Knight v. Wilcox

15 Barb. 279 | N.Y. Sup. Ct. | 1853

By the Court, T. R. Strong, J.

It was, undoubtedly, necessary to the maintenance of this action, for the plaintiff to prove a loss of the services of his daughter in consequence of the seduction. The only legal foundation of the action is an injury to him in the relation of master and servant, by a loss of his servant’s servicés, For the injury to the daughter, for the disgrace brought upon her, for the dishonor and. mental suffering occasioned to himself and his family, and the deprivation of the comfort of the society of his child, uncorrupted and undefiled, no action is allowed by law. The right of the plaintiff to sue is the same as that of any master, in a case where his female servant, whether connected with him by ties of blood or not, has been debauched, or any other wrong has been done to his servant, and no greater. In all such cases, loss of services is the only ground upon which an action can be supported. (Bartley v. Richtmyer, 4 Comst. 38, and cases there cited.) In respect to the damages which may be recovered, where a right of action exists, there is an important distinction between cases of debauching female servants, and other injuries to servants ; in the former, the loss of services is not the measure of damages, but the entire wrong to the master, to his character and feelings, as well as in respect to his right to services, may be considered, and exemplary damages allowed; but in the latter the damages must be measured by the pecuniary loss. (Reeve’s Dom. Rel. 291. Ingersoll v. Jones, 5 Barb. 664. Whitney v. Hitchcock, 4 Denio 461. Cowden v. Wright, 24 Wend. 429.)

The loss of services, to sustain the action, need not be great; slight loss is sufficient. It is not necessary that the daughter should have rendered any considerable services previous to the seduction; if she became, in consequence of it, incapacitated in any material degree, for rendering any services Avhich the plaintiff might lawfully demand of her, it is all the law requires. (Bartley v. Richtmyer, above referred to.) Usually, *281in actions for the seduction of female servants, pregnancy and the birth of a child are proved, which is sufficient evidence of loss of service. But it cannot, upon principle, be important to the right of action that the loss has resulted in any particular way. It is enough if a loss has been occasioned, which is a legal, natural, and direct consequence of the wrong. If sickness of the servant is produced by shame for her defilement, whereby she is unable to labor, I think the loss is one of that character. In Manvell v. Thomson, (2 Car. & Payne, 303,) which was an action for the seduction of the plaintiff’s niece and servant, in which the plaintiff was allowed to recover, the only evidence of loss was, that when the female returned to her uncle’s house, after she had been seduced and abandoned by the defendant, she was in a state of very great agitation, and continued so for some time; that she received medical attendance, and was obliged to be watched lest she should do herself some injury. (See Vanhorn v. Freeman, 1 Halst. 322, 323. Chit. Black. 143, n. 30. Hewit v. Prime, 21 Wend. 79.) In Ford v. Monroe, (20 Wend. 210,) it was held that the plaintiff was entitled to recover damages occasioned by his wife’s sickness consequent upon the death of his son, from the negligence of a servant of the defendant. Nelson, Oh. J., who delivered the opinion of the court, says the damages were the direct consequence of the principal act complained of.”

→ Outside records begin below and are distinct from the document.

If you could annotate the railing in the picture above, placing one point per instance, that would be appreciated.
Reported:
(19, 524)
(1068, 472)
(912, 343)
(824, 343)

[Cayuga General Term, June 6, 1853.

Selden, Johnson and T. R. Strong, Justices:]

The evidence in this case, of loss of service, is, that a few weeks after the seduction, the fact of the daughter having been debauched became known to the plaintiff’s family, upon which she gave up her duties about the house which she had been accustomed to perform, kept her room, and appeared to be sick and unhappy, and complained of being sick. Although this evidence might not have established the point to be proved, to the satisfaction of the jury, I am of opinion that the plaintiff was entitled to have it submitted to them, and that the justice at the circuit erred in granting a nonsuit.

New trial ordered; costs to abide the event.